Revisiting Neuron Coverage for DNN Testing: A Layer-Wise and Distribution-Aware Criterion
This work addresses the need for more effective DNN testing criteria to improve software reliability, though it is incremental as it builds on prior coverage methods.
The paper tackles the problem that existing neuron coverage criteria for deep neural network (DNN) testing show little correlation with test suite quality by proposing a new criterion, NeuraL Coverage (NLC), which assesses test suites based on layer output distributions. The result demonstrates that NLC is significantly correlated with test suite diversity across tasks and data formats, and mutation guided by NLC leads to greater quality and diversity in exposing erroneous behaviors.

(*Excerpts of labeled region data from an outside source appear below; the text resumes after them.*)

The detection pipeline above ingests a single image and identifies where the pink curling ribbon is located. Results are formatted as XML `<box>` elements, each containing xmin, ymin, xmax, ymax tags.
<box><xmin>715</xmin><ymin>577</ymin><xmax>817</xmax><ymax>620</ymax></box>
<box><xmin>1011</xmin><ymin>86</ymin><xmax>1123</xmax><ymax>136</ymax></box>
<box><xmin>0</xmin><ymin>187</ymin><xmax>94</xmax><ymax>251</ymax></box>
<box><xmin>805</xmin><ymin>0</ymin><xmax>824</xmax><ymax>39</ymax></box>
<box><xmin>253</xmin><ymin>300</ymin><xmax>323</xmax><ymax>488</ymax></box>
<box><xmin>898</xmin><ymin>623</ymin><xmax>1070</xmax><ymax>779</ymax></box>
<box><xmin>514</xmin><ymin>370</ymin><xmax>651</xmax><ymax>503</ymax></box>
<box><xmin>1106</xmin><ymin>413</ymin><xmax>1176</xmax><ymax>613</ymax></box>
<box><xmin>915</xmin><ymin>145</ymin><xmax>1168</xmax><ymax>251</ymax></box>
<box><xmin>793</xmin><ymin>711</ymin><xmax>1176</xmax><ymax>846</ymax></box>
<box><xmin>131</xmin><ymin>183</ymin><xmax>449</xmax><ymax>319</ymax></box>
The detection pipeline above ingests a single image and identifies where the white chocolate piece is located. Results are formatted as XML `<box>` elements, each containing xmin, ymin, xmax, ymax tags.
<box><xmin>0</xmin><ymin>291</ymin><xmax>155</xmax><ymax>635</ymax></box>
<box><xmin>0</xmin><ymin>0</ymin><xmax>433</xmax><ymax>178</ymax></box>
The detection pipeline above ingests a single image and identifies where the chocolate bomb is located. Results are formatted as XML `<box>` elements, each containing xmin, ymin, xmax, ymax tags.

Various deep neural network (DNN) coverage criteria have been proposed to assess DNN test inputs and steer input mutations. The coverage is characterized via neurons having certain outputs, or the discrepancy between neuron outputs. Nevertheless, recent research indicates that neuron coverage criteria show little correlation with test suite quality. In general, DNNs approximate distributions, by incorporating hierarchical layers, to make predictions for inputs. Thus, we champion to deduce DNN behaviors based on its approximated distributions from a layer perspective. A test suite should be assessed using its induced layer output distributions. Accordingly, to fully examine DNN behaviors, input mutation should be directed toward diversifying the approximated distributions. This paper summarizes eight design requirements for DNN coverage criteria, taking into account distribution properties and practical concerns. We then propose a new criterion, NeuraL Coverage (NLC), that satisfies all design requirements. NLC treats a single DNN layer as the basic computational unit (rather than a single neuron) and captures four critical properties of neuron output distributions. Thus, NLC accurately describes how DNNs comprehend inputs via approximated distributions. We demonstrate that NLC is significantly correlated with the diversity of a test suite across a number of tasks (classification and generation) and data formats (image and text). Its capacity to discover DNN prediction errors is promising. Test input mutation guided by NLC results in a greater quality and diversity of exposed erroneous behaviors.